5.1 Principles and Concrete Applications
This project is guided by principles of instrumental reason, causal diagnosis, and systemic design. Consider its application to addiction and drug policy. The moral framework labels addiction a “moral failing,” justifying a punitive response. A public health framework reconceptualizes it as a medical and social problem, replacing condemnation with causal diagnosis and shifting the response from punishment to treatment and harm reduction. A similar shift could apply to criminal justice: rather than condemning crime as ‘evil,’ abolitionism treats it as the predictable outcome of social and psychological determinants, shifting focus from retribution to prevention and rehabilitation.
5.2 A Conscious Rationalism
This constructive project is grounded in a Rationalist Optimism. This is not a naive faith in reason, but a conscious philosophical choice positioned against both Humean skepticism about reason’s motivational power and a Nietzschean critique of universalist projects. Unlike Nietzsche, however, the abolitionist does not seek to replace morality with a new hierarchy of values or an aesthetic ideal, but with transparent systems of causal analysis and instrumental reasoning. It wagers that transparent reason and better design are ultimately more potent and humane tools for regulating behavior than a noble lie.
6. Conclusion
This paper has argued that Moral Error Theory is the correct metaethical position and that, faced with this error, the Abolitionist path is superior to the Fictionalist one. We have defended this claim against significant pragmatic objections, arguing that the fiction of morality is a pernicious conceptual error that fuels retributive passions and hinders rational problem-solving.

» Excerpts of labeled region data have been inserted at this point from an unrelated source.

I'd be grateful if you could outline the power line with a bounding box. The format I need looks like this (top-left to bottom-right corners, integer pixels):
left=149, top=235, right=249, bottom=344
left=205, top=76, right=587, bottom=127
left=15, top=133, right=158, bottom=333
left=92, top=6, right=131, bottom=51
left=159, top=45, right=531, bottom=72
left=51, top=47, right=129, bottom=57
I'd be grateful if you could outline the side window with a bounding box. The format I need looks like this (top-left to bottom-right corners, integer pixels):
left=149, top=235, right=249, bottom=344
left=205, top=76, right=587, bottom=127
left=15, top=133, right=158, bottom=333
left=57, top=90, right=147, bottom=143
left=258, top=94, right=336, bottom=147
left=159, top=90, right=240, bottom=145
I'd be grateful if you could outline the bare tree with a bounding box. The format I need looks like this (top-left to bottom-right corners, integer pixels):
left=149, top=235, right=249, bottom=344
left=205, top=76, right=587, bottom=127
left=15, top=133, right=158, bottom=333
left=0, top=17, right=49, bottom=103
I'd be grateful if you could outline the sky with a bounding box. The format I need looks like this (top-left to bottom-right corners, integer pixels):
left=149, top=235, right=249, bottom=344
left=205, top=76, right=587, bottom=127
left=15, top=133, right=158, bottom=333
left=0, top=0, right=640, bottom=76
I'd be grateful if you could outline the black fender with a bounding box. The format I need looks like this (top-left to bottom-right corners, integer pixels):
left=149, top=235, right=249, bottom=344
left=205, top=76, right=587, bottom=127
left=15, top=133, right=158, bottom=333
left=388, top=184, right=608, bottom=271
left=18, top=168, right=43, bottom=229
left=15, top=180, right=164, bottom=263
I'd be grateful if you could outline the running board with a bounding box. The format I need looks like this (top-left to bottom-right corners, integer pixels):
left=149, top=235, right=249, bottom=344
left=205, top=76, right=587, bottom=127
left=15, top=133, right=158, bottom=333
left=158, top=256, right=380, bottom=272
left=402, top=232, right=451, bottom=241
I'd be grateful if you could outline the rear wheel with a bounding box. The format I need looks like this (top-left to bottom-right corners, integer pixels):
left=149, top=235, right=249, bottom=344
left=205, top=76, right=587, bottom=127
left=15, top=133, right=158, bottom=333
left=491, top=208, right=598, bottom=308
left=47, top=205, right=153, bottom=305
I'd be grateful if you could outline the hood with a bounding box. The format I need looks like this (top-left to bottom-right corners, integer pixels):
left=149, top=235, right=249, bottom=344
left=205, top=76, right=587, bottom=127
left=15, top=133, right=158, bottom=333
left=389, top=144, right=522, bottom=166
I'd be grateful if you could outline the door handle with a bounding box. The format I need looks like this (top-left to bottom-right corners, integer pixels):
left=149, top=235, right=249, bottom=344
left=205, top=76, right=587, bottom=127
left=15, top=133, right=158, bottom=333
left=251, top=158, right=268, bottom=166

The ultimate goal of Moral Abolitionism is not to destroy value but to reconstruct it on a firmer foundation. Adopting this framework would transform public discourse. A society guided by these principles would see its political debates shift from moralistic crusades to pragmatic discussions of policy effectiveness, its legal system evolve from a theater of retribution to an engine of social diagnostics, and its educational institutions prioritize critical thinking over the indoctrination of any particular moral code. In rejecting the fiction of morality, we do not descend into chaos; we ascend into a world where responsibility, compassion, and reason are consciously chosen rather than imposed by illusion.